In the derivations above, it has been assumed that the quantity Q, representing the state of the system, always has a definite value (macrorealism per se) and that its measurement at a certain time does not change this value nor its subsequent evolution (noninvasive measurability). A violation of the Leggett–Garg inequality implies that at least one of these two assumptions fails.

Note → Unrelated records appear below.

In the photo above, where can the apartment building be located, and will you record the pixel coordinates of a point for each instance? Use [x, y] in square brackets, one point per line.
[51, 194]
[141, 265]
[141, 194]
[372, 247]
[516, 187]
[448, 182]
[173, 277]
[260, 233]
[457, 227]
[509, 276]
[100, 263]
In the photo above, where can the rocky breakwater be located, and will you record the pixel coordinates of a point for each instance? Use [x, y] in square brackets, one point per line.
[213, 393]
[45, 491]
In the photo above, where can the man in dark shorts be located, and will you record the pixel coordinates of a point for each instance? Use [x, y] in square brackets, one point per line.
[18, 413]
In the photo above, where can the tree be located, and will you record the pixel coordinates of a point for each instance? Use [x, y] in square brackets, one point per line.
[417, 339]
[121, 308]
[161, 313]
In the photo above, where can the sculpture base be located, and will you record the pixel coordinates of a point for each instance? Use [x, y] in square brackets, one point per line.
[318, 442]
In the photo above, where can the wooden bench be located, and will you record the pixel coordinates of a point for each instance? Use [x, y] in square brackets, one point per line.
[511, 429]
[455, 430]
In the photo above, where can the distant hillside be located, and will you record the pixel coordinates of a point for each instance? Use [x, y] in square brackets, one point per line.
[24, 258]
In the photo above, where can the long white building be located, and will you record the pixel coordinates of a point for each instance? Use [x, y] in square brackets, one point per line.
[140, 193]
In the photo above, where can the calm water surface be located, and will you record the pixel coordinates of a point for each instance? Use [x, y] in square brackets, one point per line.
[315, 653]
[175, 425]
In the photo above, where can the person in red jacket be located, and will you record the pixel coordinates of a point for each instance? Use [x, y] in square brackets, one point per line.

==Experimental violations==
One of the first proposed experiments for demonstrating a violation of macroscopic realism employs superconducting quantum interference devices. There, using Josephson junctions, one should be able to prepare macroscopic superpositions of left and right rotating macroscopically large electronic currents in a superconducting ring. Under sufficient suppression of decoherence one should be able to demonstrate a violation of the Leggett–Garg inequality. However, some criticism has been raised concerning the nature of indistinguishable electrons in a Fermi sea.

A criticism of some other proposed experiments on the Leggett–Garg inequality is that they do not really show a violation of macrorealism because they are essentially about measuring spins of individual particles. In 2015 Robens et al. demonstrated an experimental violation of the Leggett–Garg inequality using superpositions of positions instead of spin with a massive particle. At that time, and so far up until today, the cesium atoms employed in their experiment represent the largest quantum objects which have been used to experimentally test the Leggett–Garg inequality.

The experiments of Robens et al. as well as Knee et al., using ideal negative measurements, also avoid a second criticism (referred to as "clumsiness loophole") that has been directed to previous experiments using measurement protocols that could be interpreted as invasive, thereby conflicting with postulate 2.

Several other experimental violations have been reported, including in 2016 with neutrino particles using the MINOS dataset.

Brukner and Kofler have also demonstrated that quantum violations can be found for arbitrarily large macroscopic systems. As an alternative to quantum decoherence, Brukner and Kofler are proposing a solution of the quantum-to-classical transition in terms of coarse-grained quantum measurements under which usually no violation of the Leggett–Garg inequality can be seen anymore.

Experiments proposed by Mermin and Braunstein and Mann would be better for testing macroscopic realism, but warns that the experiments may be complex enough to admit unforeseen loopholes in the analysis. A detailed discussion of the subject can be found in the review by Emary et al.

==Related inequalities==
The four-term Leggett–Garg inequality can be seen to be similar to the CHSH inequality. Moreover, equalities were proposed by Jaeger et al.